The end of the surplus power conduit 8 is thread through the bottom of service BOP 44 to the top of the lubricator sections 46. The end of the surplus power conduit 8 is thread through the lubricator pack-off 48 combined with the top block assembly 50. The pack-off/top block assembly 50 is connected to the top of the lubricator sections 46. The top block support cable 56 is installed between the top block assembly 50 and the crane hoisting cable hook 92.
The top of the lubricator assembly 46 is lifted until the lubricator assembly 46 is hanging vertically above the well head. The surplus power conduit is pulled through the lubricator assembly 46 so that the surplus power conduit can be connected to the slickline unit 34. The bottom block 52 and the tie down cable 54 are installed. The power conduit 8 is threaded through the bottom block 52.

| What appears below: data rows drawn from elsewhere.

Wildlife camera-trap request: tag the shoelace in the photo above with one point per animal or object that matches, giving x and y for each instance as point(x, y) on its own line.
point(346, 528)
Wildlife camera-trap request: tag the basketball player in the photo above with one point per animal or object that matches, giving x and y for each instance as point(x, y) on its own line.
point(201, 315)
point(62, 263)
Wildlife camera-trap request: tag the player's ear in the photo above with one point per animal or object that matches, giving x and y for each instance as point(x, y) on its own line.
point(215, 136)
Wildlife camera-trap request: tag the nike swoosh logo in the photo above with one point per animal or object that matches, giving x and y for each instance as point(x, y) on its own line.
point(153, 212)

The end of the power conduit 8 is connected to the slickline unit 34. The slack from the power conduit 8 is pulled onto the slickline unit's draw works and the lubricator assembly 46 is lowered onto the wellhead connection and the connection is made. The lubricator assembly 46 is pressure tested to appropriate pressure.
The production BOP 40 is opened and the power conduit and the downhole release mechanism 76 are pulled from well.
Once the power conduit and the downhole release mechanism 76 are pulled from the well, the top master valve 38A is closed and the lubricator assembly 46 is laid down. The equipment is then reconfigured to run in a conventional slickline configuration which replaces the power conduit 8 with conventional slickline (not shown) and pulling string (not shown). In an embodiment the pulling string (not shown) comprises a rope socket, sinker bars, mechanical jars, hydraulic jars and a pulling tool.
Then, the equipment is rigged in and run in hole. While running in the hole, the liquid level should be determined to ensure the pressure above and below the artificial lift system 60 have equalized. A secondary equalizing mechanism, such as the backup equalizing port 74, may be activated at this time, if necessary. A pulling tool (not shown) is latched onto the internal fish neck 78 and the artificial lift system 60 is pulled from the hole.
The artificial lift system 60 is pulled into the lubricator assembly 46. The top master valve 38A is closed. The pressure in the lubricator assembly 46 is bled to 0 psig. The service BOP 44 is disconnected from the adaptor nipple 42 and a cap is installed on the bottom of the service BOP 44. The lubricator assembly 46 is laid down with artificial lift system 60 inside. The adaptor nipple 42 and production BOP 40 are removed from the top of the wellhead. The original wellhead cap (not shown) is re-installed.
The artificial lift system 60 is removed by pulling out the bottom of the lubricator assembly 46 and the artificial lift system 60 is disconnected from the pulling tool.
After the artificial lift system 60 is successfully removed, the slickline equipment, slickline unit 34 and crane unit 36 may be rigged out.
In an embodiment the artificial lift system may be developed to be operable with existing technology, services and components. In an embodiment artificial lift system may be designed to fit within existing wellbore configurations with only minor modification. In an embodiment the artificial lift system may be designed to not gas lock. In an embodiment the artificial lift system may allow for easy installation and servicing. In an embodiment the artificial lift system may be designed to reduce energy consumption. In an embodiment the artificial lift system may be designed for simplicity and trouble free operation. In an embodiment the artificial lift system may be designed as a cost effective pumping alternative.
As will be apparent to those skilled in the art, various modifications, adaptations and variations of the foregoing specific disclosure can be made without departing from the scope of the invention claimed herein.